National Conference on Soft Computing and Its Applications (NCSCA-07), Dec 2007

Data Mining – Semantic Web Mining

Presented by: R.S.Ch.Sridevi,M.B.Sruthi,K.N.V.Bhavani

4thyr B.Tech,

M.V.G.R.Coll.of Engg

Abstract –

This paper gives as an overview of semantic

web mining, semantic web languages and

applications of semantic web. Semantic Web Mining

aims at combining the two fast-developing research

areas Semantic Web and Web Mining. The idea is to

improve, on the one hand, the results of Web Mining

by exploiting the new semantic structures in the

Web; and to make use of Web Mining, on the other

hand, for building up the Semantic Web.

Keywords – Semantic Web, Web Mining, World

Wide Web, Meta data, RDF, Web Development.

I INTRODUCTION

Semantic Web Mining aims at combining the two

areas Semantic Web and Web Mining. This vision

follows our observation that trends converge in both

areas: increasing numbers of researchers work on

improving the results of Web Mining by exploiting (the

new) semantic structures in the Web, and make use of

Web Mining techniques for building the Semantic Web.

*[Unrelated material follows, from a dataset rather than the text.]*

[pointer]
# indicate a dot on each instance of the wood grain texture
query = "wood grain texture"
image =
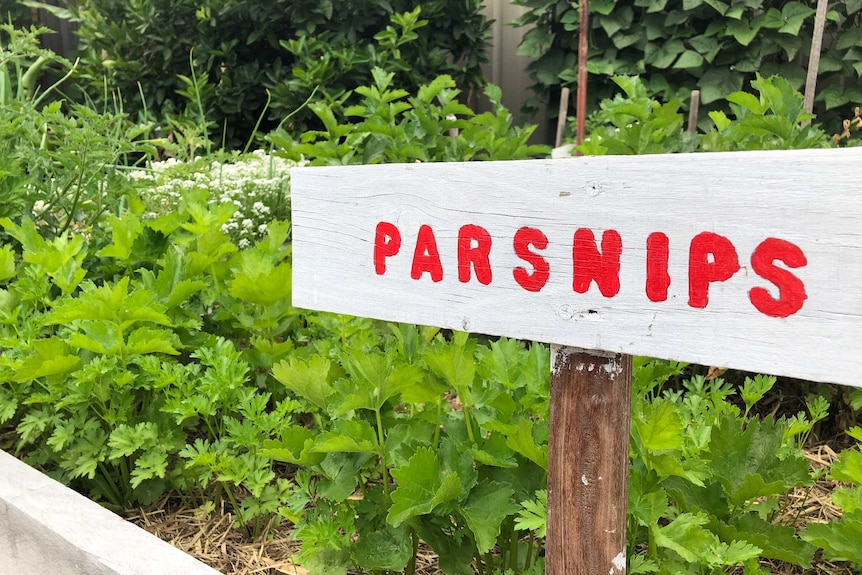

Last but not least, these techniques can be used for

mining the Semantic Web itself. The wording Semantic

Web Mining emphasizes this spectrum of possible

interaction between both research areas: it can be read

both as Semantic (Web Mining) and as (Semantic Web)

Mining.

In the past few years, there have been many

attempts at “breaking the syntax barrier”1 on the Web. A

number of them rely on the semantic information in text

corpora that is implicitly exploited by statistical

methods. Some methods also analyze the structural

characteristics of data; they profit from standardized

syntax like XML. In this paper, we concentrate on

markup and mining approaches that refer to an explicit

conceptualization of entities in the respective domain.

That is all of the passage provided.